Le lourd héritage des munitions de guerre

Lourd héritage, Fabienne Loodts @paysagesenbataille.be

Lourd héritage, Fabienne Loodts @paysagesenbataille.be

A l’Ouest de l’Europe, la première guerre mondiale s’est concentrée durant 4 ans le long d’un ligne de front continue de 700 kilomètres. Cette concentration d’armements inédite dans l’Histoire a pollué le sol de façon durable.

« On estime que le nombre 1455 millions d’obus ont été tirés sur la ligne de front », explique le Lieutenant Bert Van Huyse, du SEDEE (Service d’Enlèvement et de Destruction d’Engins Explosifs), à Poelkapelle. « 30 à 40% d’entre eux n’ont pas explosé. Et 4,5% de ces obus sont toxiques, mais ce chiffre est sans doute plus élevé, car il se base sur les déclarations des Anglais qui, jusque fin des années 1950, ont dit qu’ils n’avaient pas utilisé d’obus toxiques. »

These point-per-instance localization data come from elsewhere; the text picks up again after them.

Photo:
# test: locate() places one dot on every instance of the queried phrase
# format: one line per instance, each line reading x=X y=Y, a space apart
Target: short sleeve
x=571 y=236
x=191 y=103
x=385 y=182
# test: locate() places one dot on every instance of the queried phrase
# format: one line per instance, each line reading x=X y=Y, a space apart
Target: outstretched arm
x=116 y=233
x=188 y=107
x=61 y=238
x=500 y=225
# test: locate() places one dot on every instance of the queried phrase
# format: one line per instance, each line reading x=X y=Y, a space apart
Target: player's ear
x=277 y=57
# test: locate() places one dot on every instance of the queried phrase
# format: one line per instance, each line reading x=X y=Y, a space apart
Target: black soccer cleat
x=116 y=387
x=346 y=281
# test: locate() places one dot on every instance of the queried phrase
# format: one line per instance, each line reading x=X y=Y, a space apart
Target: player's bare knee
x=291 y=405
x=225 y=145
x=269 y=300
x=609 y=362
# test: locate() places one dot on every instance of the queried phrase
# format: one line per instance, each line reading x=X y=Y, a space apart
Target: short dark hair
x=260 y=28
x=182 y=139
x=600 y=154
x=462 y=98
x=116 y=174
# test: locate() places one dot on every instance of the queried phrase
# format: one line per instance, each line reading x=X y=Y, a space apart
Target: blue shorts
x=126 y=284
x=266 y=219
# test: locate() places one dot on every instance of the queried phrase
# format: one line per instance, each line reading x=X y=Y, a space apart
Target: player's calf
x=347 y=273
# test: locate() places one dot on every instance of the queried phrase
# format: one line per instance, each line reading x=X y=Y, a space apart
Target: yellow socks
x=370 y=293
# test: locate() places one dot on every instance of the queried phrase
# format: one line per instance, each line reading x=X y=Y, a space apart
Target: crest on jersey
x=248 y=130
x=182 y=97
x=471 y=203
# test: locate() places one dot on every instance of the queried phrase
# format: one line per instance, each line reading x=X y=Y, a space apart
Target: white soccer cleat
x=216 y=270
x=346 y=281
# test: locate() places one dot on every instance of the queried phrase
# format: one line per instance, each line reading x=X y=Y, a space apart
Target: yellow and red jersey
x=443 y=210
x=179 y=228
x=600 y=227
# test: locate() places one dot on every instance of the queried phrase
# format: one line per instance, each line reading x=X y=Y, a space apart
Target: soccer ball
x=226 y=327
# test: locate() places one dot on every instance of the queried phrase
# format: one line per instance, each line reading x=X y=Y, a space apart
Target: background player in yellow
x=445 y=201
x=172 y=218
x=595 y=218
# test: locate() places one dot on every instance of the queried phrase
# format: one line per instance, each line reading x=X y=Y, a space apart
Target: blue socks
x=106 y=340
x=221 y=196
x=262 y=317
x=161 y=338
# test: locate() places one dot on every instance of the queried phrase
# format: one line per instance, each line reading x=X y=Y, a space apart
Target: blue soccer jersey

Obus avant démantèlement à Poelkapelle, Joël Leclercq @joelleclercq.com

Les obus sont marqués d’un code-barre pour les suivre depuis leur arrivée au centre de Poelkapelle jusqu’à leur démantèlement, en passant par la phase d’identification, Joël Leclercq @joelleclercq.com

En Belgique comme en France, le travail d’évacuation des munitions encore présentes sur les champs de bataille n’a pas cessé, depuis l’Armistice de 1918. Chaque année, les services de déminage belges (300 personnes dont la moitié de démineurs, répartis entre les unités de Meerdaal, de Zeebrugge et de Poelkapelle) enlèvent 200 à 250 tonnes de munitions provenant des deux guerres mondiales. L’unité de Poelkapelle, située au coeur de la Flandre occidentale, est devenue experte dans la récupération et le traitement des obus toxiques. Avant 1972, les obus qui paraissaient douteux étaient coulés dans du béton, et noyés dans le Golf de Gascogne. Une pratique à laquelle mit fin la Convention d’Oslo en 1972. Après un dernier largage d’urgence réalisé en 1980, quelque 27 000 obus ont été stockés jusqu’à l’installation du centre de démantèlement à Poelkapelle en 1998 et son entrée en fonctionnement en 2000. Muni d’outils d’identification (rayons X et spectrométrie gamma) et de démantèlement adaptés aux différents types d’obus pour respecter à la fois la sécurité du personnel et les normes environnementales, le centre de Poelkapelle est cité en exemple par nos voisins français…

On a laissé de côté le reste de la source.